Prerequisites: Graduate level exposure to machine learning
and artificial intelligence; undergraduate level linear algebra,
probability theory and statistics, algorithmic analysis; familiarity
with high-level programming languages, such as Python, C++, Java etc.;
knowledge of Python, MATLAB helpful, but not required. Please talk with
the instructor if you want to take the course but have doubts about
your qualifications.
Textbooks:
Deep learning is a new field, and there are no textbooks yet.
We will rely on a number of tutorial papers as well as research papers for background reading. A few of them are listed below.
- Learning Deep Architectures for AI, by Yoshua Bengio, Foundations and Trends in Machine Learning, vol. 2, no. 1, pp. 1-127, 2009.
- Learning representations by backpropagating errors, by David Rumelhart, Geoffrey Hinton, and Ronald Williams, Nature, Springervol. 323, October 1986.
- Reducing the dimensionality of data with neural networks, by Geoffrey Hinton and Ruslan Salakhutdinov, Science, vol. 313, July 2006.
- Extracting and Composing Robust Features with Denoising Autoencoders, by Pascal Vincent et al., ICML 2008 .
- Human level control through deep reinforcement learning, Volodymyr Mnih et al., Nature, vol. 518, Feb 2015.
- Learning with Pseudo-Ensembles, by Philip Bachman, Ouasis Alsharif, and Doina Precup, NIPS 2014.
Moodle:
All students should get access to Moodle (see
moodle.umass.edu) using your OIT login account. All lectures,
assignments, and grades will be assigned using Moodle.
Credit: 3 units
Instructor:
Professor Sridhar Mahadevan (mahadeva AT cs DOT umass DOT edu)

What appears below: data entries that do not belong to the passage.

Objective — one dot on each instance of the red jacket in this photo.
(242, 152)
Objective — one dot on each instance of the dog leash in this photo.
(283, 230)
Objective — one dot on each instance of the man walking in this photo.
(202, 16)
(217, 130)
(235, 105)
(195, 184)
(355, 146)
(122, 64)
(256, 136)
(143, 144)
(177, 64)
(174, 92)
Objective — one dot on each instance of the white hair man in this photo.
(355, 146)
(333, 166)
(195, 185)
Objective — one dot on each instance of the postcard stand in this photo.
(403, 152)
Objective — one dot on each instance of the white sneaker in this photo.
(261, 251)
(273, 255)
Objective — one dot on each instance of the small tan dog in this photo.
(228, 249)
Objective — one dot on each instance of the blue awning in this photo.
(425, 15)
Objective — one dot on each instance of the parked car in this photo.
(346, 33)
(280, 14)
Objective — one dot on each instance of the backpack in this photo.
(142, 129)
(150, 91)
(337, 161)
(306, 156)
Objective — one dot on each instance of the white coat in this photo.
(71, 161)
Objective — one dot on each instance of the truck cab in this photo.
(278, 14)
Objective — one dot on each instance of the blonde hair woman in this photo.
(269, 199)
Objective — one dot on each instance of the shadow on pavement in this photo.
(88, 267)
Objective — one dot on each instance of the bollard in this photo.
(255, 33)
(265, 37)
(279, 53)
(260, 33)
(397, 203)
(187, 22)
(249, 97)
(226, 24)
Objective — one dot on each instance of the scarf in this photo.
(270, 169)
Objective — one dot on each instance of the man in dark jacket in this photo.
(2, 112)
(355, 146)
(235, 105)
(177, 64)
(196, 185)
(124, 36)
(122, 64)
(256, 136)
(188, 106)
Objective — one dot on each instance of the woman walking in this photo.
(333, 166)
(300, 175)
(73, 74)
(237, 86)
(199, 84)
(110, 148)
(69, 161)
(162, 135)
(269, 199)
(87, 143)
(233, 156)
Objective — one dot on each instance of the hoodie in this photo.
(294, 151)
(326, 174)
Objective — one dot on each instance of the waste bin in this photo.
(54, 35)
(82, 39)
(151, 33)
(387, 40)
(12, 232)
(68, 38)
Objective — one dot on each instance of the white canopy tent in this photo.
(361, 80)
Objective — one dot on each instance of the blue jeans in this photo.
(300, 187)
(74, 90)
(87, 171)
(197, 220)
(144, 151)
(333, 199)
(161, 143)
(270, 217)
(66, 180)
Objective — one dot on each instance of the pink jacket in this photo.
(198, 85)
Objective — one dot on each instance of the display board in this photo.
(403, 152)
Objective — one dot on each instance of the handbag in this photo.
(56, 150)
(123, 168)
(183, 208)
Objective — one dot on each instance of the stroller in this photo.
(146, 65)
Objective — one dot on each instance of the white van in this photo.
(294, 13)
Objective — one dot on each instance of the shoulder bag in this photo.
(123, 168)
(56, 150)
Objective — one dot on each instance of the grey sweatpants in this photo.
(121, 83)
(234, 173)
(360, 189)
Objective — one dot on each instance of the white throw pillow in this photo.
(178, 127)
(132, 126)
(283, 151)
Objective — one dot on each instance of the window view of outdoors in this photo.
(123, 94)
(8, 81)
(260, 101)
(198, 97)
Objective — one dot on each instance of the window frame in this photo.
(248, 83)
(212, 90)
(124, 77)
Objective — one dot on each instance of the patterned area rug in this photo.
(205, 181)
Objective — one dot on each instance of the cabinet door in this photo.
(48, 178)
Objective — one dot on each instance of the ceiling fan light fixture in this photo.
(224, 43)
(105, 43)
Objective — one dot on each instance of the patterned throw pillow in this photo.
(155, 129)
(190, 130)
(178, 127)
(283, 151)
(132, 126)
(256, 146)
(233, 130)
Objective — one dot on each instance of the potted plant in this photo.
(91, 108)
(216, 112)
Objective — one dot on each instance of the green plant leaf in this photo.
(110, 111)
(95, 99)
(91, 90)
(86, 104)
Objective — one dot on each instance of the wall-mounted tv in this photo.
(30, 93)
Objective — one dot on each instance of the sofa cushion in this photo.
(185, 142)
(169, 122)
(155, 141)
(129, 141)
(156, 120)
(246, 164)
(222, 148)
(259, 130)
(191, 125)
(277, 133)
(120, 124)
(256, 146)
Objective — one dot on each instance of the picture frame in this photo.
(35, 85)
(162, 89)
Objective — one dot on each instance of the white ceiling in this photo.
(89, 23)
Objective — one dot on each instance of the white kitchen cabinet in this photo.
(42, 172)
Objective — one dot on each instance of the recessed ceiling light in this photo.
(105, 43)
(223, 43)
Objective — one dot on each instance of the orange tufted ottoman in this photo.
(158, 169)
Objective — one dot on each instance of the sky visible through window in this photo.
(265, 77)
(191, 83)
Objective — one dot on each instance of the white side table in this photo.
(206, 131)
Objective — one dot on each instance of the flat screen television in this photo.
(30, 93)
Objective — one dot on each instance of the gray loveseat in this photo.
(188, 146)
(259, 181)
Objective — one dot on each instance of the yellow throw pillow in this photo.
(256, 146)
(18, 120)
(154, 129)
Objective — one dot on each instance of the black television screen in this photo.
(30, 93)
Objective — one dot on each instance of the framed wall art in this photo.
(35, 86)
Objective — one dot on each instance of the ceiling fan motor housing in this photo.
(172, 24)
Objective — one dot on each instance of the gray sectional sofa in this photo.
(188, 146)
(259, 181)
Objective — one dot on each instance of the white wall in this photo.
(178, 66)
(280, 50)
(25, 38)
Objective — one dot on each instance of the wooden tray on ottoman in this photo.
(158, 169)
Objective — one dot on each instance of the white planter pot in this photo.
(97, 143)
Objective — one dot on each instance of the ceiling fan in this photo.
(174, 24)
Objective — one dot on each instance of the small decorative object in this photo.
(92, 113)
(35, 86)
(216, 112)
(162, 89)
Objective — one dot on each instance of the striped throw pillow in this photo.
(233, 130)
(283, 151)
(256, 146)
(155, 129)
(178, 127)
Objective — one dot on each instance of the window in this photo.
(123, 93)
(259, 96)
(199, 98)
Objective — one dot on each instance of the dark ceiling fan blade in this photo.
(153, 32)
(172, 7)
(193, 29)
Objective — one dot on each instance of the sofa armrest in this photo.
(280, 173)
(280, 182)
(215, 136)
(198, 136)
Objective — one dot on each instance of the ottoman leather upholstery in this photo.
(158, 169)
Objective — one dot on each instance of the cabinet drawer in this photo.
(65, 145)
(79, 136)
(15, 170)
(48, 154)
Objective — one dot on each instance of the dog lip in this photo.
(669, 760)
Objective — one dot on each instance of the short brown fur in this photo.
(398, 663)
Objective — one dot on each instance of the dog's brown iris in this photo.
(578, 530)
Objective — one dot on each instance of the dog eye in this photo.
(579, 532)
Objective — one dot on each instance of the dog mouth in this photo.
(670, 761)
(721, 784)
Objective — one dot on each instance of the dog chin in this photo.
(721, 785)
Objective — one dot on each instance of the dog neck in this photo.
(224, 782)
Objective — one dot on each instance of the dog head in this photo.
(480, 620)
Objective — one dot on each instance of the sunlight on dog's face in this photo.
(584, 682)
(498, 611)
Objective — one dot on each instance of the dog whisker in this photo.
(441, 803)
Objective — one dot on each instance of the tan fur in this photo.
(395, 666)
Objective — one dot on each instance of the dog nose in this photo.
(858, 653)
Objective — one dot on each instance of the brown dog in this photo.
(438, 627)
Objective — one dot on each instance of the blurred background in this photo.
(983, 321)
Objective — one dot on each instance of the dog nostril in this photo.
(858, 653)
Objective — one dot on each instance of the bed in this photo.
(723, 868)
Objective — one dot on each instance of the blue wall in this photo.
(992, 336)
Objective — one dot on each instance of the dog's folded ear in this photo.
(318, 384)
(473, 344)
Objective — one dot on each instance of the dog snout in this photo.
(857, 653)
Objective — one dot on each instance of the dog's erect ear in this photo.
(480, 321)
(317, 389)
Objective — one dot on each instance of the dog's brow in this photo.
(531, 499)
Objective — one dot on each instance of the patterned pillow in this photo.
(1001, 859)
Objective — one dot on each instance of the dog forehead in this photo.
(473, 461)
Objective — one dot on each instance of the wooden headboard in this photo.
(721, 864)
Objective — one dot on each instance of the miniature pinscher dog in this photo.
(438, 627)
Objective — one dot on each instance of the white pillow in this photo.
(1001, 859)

- Office hours: Monday/Wednesday 10:00-11:00 a.m. (or by
appointment), Room 204, CS Building
Piazza Discussion Forum: All students should sign up for an account on the class forum at piazza.com. Go to this web page to sign up.
Assigned work:
There will be one midterm mini-project, and a group final project,
besides readings and class participation. Each individual
mini-project must be completed by students working on their own, with
no help from the other students, except for generic discussion of the
questions.
Grading:
- Mini Projects (40%)
- Independent activities (20%)
- Final Group Project (40%)